Prop 215 is fairly liberal in its description of what marijuana can be recommended to treat, and I keep within the specifics as much as possible. Many of my psychiatric patients suffer from chronic pain, migraines, anorexia or arthritis, conditions which are mentioned in Prop 215 as indications for cannabis therapy. When it first passed, I gave a number of my patients written recommendations, on my prescription form.
As it became known throughout the community that I was one of the few MDs who was willing to provide this service, I was swamped with calls and visitors. Within a few months, I adopted a strict policy: I would only issue permits to people seeing me on a regular basis.
Some of the requests I received were highly suspicious. An elderly gentleman called from Sacramento. Two bikers stopped by on their way through town. A friend of a friend insisted he was told that I would provide marijuana. I wondered if some of these people were undercover agents; now I am sure they were. I still get such calls occasionally.
Although the whole process of review and sanctions has been extremely painful and expensive, I refused to be intimidated. I continue to make marijuana available to appropriate patients, and am very grateful to Tony Craver and Norm Vroman for their support and enlightened approach to Prop 215. We are fortunate, here in Mendocino county, that law enforcement understands the medicinal properties of the herb.
I especially want to thank Sheriff Craver for his letter of support, along with many of the local docs, pharmacists, and mental health professionals. My family has been wonderful throughout this ordeal, and my faith in Jesus has sustained me.

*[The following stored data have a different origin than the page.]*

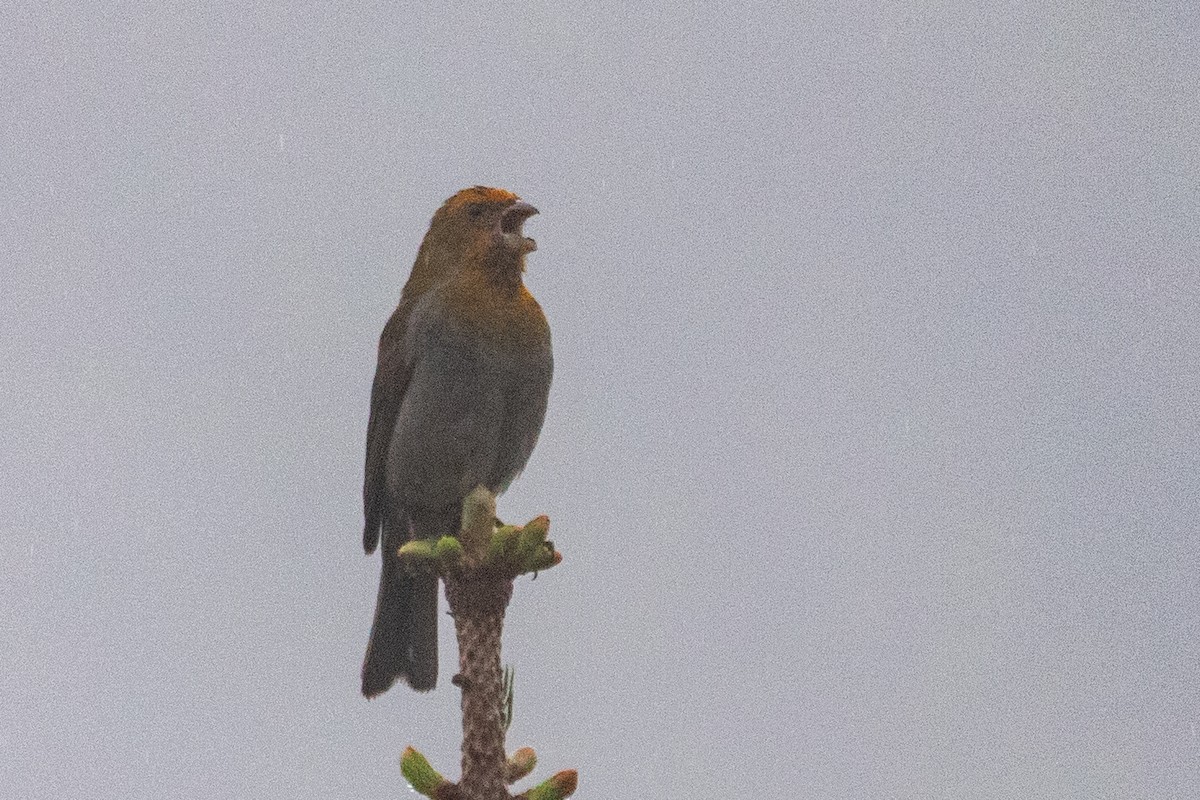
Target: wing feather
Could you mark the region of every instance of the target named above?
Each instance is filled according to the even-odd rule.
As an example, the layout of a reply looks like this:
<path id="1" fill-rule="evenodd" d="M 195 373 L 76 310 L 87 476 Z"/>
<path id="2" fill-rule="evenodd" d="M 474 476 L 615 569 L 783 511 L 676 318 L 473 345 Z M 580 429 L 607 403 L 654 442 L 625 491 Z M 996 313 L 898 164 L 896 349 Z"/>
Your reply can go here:
<path id="1" fill-rule="evenodd" d="M 396 427 L 396 416 L 404 401 L 404 392 L 412 377 L 412 365 L 405 352 L 404 332 L 412 308 L 410 301 L 400 305 L 388 319 L 379 337 L 379 357 L 375 381 L 371 384 L 371 415 L 367 422 L 367 465 L 363 479 L 363 550 L 375 552 L 379 531 L 387 513 L 387 453 Z"/>

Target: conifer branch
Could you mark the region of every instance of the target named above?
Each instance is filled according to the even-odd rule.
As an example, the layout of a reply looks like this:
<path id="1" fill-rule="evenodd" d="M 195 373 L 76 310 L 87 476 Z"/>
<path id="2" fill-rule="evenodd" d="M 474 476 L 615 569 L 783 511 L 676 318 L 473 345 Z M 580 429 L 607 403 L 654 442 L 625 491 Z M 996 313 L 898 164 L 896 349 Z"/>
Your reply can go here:
<path id="1" fill-rule="evenodd" d="M 459 671 L 453 683 L 462 690 L 463 715 L 458 783 L 442 777 L 413 747 L 401 756 L 400 770 L 413 789 L 434 800 L 562 800 L 575 791 L 575 770 L 563 770 L 515 798 L 508 793 L 507 784 L 533 771 L 537 755 L 523 747 L 505 756 L 512 685 L 500 667 L 513 580 L 555 566 L 562 553 L 547 539 L 547 517 L 518 527 L 500 524 L 495 515 L 494 495 L 479 487 L 463 502 L 458 537 L 408 542 L 400 548 L 401 558 L 426 562 L 445 581 L 458 639 Z"/>

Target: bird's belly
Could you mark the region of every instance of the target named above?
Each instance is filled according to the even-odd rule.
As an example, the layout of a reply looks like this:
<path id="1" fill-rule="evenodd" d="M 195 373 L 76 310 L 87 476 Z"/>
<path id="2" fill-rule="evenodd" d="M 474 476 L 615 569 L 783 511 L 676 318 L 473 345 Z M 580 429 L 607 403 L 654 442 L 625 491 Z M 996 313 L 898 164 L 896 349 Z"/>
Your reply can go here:
<path id="1" fill-rule="evenodd" d="M 409 382 L 388 446 L 387 484 L 410 508 L 454 507 L 496 483 L 511 376 L 486 354 L 427 358 Z"/>

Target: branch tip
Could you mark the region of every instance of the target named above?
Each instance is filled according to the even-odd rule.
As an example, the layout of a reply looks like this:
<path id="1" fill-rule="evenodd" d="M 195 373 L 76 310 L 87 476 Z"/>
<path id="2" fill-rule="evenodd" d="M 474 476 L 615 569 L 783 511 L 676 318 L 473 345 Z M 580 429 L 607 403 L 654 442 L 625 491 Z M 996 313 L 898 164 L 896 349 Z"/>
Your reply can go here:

Marijuana promotes introspection and enables people to withstand psychic as well as physical pain.
As a psychiatrist, I find the use of marijuana to be a valuable adjunct to psychotherapy. It promotes introspection and enables people to withstand psychic as well as physical pain, the pain associated with traumatic memories, shame and guilt over wrongdoing, fear of persecution, etc. There it aids in integration of the personality. It also dampens aggression —many of my patients with impulse-control problems reach for a joint when they feel like becoming violent.
If more people in the US used marijuana, we might see through the lies of the politicians, renounce war, acknowledge our collective guilt towards native Americans and indigenous people in other lands, come to grips with the threat of nuclear weapons, global warming, and start being sensible. We might even give up our dependence on oil!
Perhaps this is a pipe dream. Still, there must be some reason why this innocent and useful herb is outlawed, while destructive chemicals like alcohol and nicotine are tolerated, even encouraged. The antidepressants and antipsychotics so widely used these days are psychically castrating. They promote weight gain, reduced sex drive, and complacency with the current state of affairs. Marijuana, on the other hand, promotes insight and a willingness to confront the powers that be. No wonder they are threatened by it!
It is high time I spoke out to defend the right of doctors to recommend medical marijuana without fear of indirect retribution, not covered by court decisions, such as we on this panel have experienced. This herb should be widely available. It is cheap, efficacious for many ills both physican and mental, and has fewer short and longterm side effects than many pharmaceuticals. There should be a Prop 215 in every state, and every physician should feel free to implement it.